La presentación del Movimiento estuvo a cargo de Agustín Torroba, especialista internacional en biocombustibles y energías renovables del Instituto Interamericano de Cooperación para la Agricultura (IICA), junto a Patrick Adams, director ejecutivo de la Cámara del Bioetanol de Maíz, en el marco del panel «El Futuro de los Combustibles». Desde su concepción, la plataforma se propone reunir en una misma mesa al sector público, al privado, al sistema científico-tecnológico, a los organismos internacionales y a la sociedad civil.
Ese diálogo entre sectores tiene un propósito definido: impulsar el diseño de políticas públicas, marcos regulatorios modernos, proyectos piloto e iniciativas de inversión que aceleren la transición energética de la movilidad en el país. Los firmantes parten de una convicción compartida —que la Argentina reúne condiciones excepcionales para avanzar en ese camino—, sustentada en la variedad de tecnologías y recursos disponibles en el territorio: biocombustibles, combustibles sintéticos, biogás, biometano, hidrógeno verde, electrificación y eficiencia energética, entre otras soluciones para la reducción de emisiones.
La adhesión del IPAAT
El Instituto formalizó su participación con la firma de la Carta Intención de conformación del Movimiento por la Transición Energética de la Movilidad. En representación del organismo estuvieron presentes el Secretario de Producción y Presidente del IPAAT, Eduardo Castro; el vicepresidente del Instituto, Ricardo Veliz; y su gerente, Jorge Etchandy.
La incorporación del organismo tucumana enlaza con el peso que la caña de azúcar tiene en la matriz de biocombustibles del país. El complejo sucroalcoholero del NOA destina buena parte de su producción de alcohol a la elaboración de bioetanol, que se mezcla con las naftas para cumplir el corte obligatorio de combustibles vigente en la Argentina.
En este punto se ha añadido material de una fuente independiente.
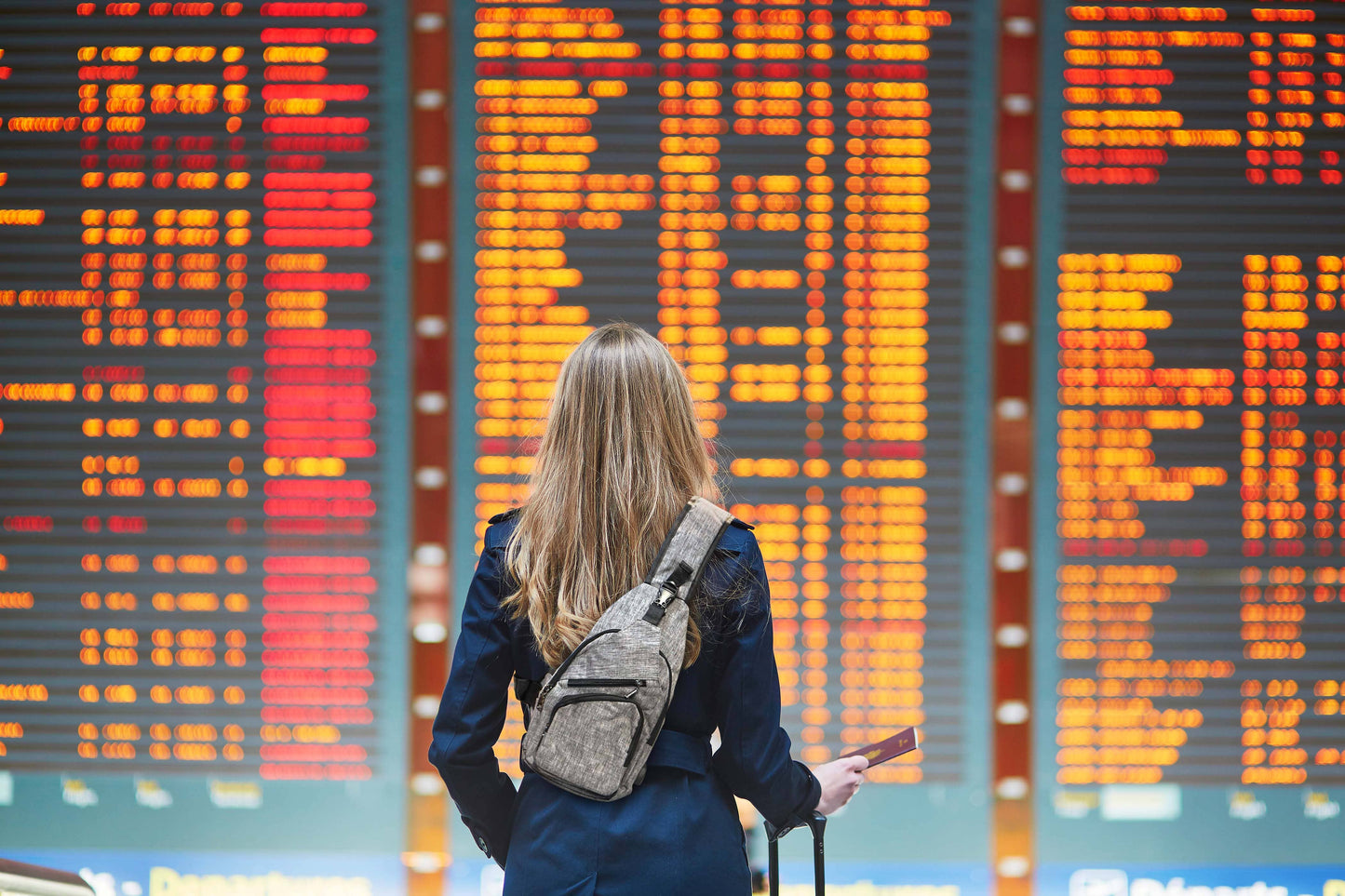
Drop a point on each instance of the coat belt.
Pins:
(677, 750)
Un antecedente regional y un mapa amplio de firmantes
La iniciativa toma como referencia concreta el esquema constituido en Brasil, un país líder en movilidad de bajas emisiones, bajo el nombre de Movimiento Bajo Carbono. La convocatoria reunió a un abanico amplio de empresas, cámaras y organizaciones. Entre ellas, las automotrices y fabricantes Bosch, Toyota, Stellantis, Volvo, Volkswagen y John Deere, junto a Porta Hnos. y DS y Proyectos Ingeniería; y, del lado de la producción y la industria, el Centro Azucarero Argentino, MAIZAR, ACSOJA, la Cámara de Bioetanol de Maíz, CARBIO, la Cámara de Alcoholes de Argentina, CIARA, FNGA, Interis, SABECORT, CEPREB, CASFER, la Cámara Panamericana de Biocombustibles Avanzados, el IICA, Maíz Energía, el propio IPAAT y la Estación Experimental Agroindustrial Obispo Colombres (EEAOC).
Con este conjunto de actores públicos y privados, el Movimiento por la Transición Energética de la Movilidad queda conformado como una plataforma de articulación que aspira a ordenar, desde el diálogo entre sectores, el rumbo de la descarbonización del transporte en la Argentina.